Picture by: Martin Rickett/PA Wire/PA Images

Thousands of people have gathered for a vigil in Manchester following last night's suspected suicide bombing in the city.

The attack at the Manchester Arena after an Ariana Grande concert left 22 dead and 59 others injured.

The suspect behind the attack has been named by police as 22-year-old Salman Abedi.

Thousands gathered in Albert Square in the city centre this evening, and observed a minute's silence for the victims.

Community and faith leaders gathered together to spread a message that "love is stronger than hate".

Political figures from the major British parties were also in attendance, alongside city officials and Chief Constable of Greater Manchester Police Ian Hopkins.

Lord Mayor Eddy Newman told the crowd: "The people of Manchester will remember the victims forever, and we will defy the terrorists by all our diverse communities working together cohesively and with mutual respect."

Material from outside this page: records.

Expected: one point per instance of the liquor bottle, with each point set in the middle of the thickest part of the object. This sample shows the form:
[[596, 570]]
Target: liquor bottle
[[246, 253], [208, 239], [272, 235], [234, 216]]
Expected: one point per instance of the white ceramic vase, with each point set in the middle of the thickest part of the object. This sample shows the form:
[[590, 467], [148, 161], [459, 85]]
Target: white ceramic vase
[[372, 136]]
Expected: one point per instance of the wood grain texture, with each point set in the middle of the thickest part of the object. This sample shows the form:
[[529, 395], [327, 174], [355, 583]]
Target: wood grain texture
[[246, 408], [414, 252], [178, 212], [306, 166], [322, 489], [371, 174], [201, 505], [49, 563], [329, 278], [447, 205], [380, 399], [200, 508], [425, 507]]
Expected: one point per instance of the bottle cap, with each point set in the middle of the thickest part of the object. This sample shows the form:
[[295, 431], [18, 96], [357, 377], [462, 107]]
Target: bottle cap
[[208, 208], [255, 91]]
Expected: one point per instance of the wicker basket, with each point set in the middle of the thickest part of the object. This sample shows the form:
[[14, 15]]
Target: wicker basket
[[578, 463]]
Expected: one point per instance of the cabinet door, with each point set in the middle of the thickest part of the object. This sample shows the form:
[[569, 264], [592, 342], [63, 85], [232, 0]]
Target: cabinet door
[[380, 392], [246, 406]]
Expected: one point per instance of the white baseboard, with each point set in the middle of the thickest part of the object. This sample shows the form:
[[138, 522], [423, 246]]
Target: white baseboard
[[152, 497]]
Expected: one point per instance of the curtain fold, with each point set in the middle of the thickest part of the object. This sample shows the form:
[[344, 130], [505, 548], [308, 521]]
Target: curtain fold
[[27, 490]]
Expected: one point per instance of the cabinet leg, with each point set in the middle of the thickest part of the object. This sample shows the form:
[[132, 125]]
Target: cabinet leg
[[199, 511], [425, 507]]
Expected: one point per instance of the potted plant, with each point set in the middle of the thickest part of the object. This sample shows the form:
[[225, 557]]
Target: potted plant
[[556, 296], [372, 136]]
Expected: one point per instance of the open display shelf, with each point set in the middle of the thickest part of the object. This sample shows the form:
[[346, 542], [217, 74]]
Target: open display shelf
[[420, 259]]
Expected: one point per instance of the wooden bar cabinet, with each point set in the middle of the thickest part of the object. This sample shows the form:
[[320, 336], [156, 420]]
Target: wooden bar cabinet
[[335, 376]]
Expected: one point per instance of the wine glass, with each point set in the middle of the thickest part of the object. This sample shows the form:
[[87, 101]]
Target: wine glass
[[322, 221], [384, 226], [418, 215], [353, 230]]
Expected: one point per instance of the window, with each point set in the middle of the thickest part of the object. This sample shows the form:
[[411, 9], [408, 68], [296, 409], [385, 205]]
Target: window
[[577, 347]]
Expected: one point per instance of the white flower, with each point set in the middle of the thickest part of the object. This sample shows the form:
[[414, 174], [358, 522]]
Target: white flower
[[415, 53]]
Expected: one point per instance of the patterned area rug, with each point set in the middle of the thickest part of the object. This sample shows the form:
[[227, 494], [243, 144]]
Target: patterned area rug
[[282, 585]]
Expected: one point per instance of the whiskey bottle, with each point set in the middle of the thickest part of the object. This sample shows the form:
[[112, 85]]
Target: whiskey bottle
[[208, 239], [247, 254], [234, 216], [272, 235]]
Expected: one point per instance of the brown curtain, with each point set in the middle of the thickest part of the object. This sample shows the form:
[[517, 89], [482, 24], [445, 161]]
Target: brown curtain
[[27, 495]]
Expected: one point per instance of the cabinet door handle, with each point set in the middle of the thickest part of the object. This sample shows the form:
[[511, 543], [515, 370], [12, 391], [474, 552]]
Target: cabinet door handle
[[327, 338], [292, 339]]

Local poet Tony Walsh recited his poem This Is The Place at the vigil.

Newstalk reporter Richard Chambers told Drive that "tens of thousands" gathered at Albert Square, with the crowd spilling into the streets surrounding it.

He explained: "It really became something of a celebration of the city, despite the sorrowful occasion. You had groups of all backgrounds - whether they be Christians, Muslims, Jews, Hindus, Sikhs - all chanted and applauded into the square as they arrived with 'I Love Manchester' signs.

"It really did become something of a show of unity."

Richard added: "What ended it all at the end of the vigil [...] was a lone man in the crowd who was crowing a Smiths lyric again and again - 'there is a light, and it never goes out'. It just caught on among the crowd, and it was a very poignant moment."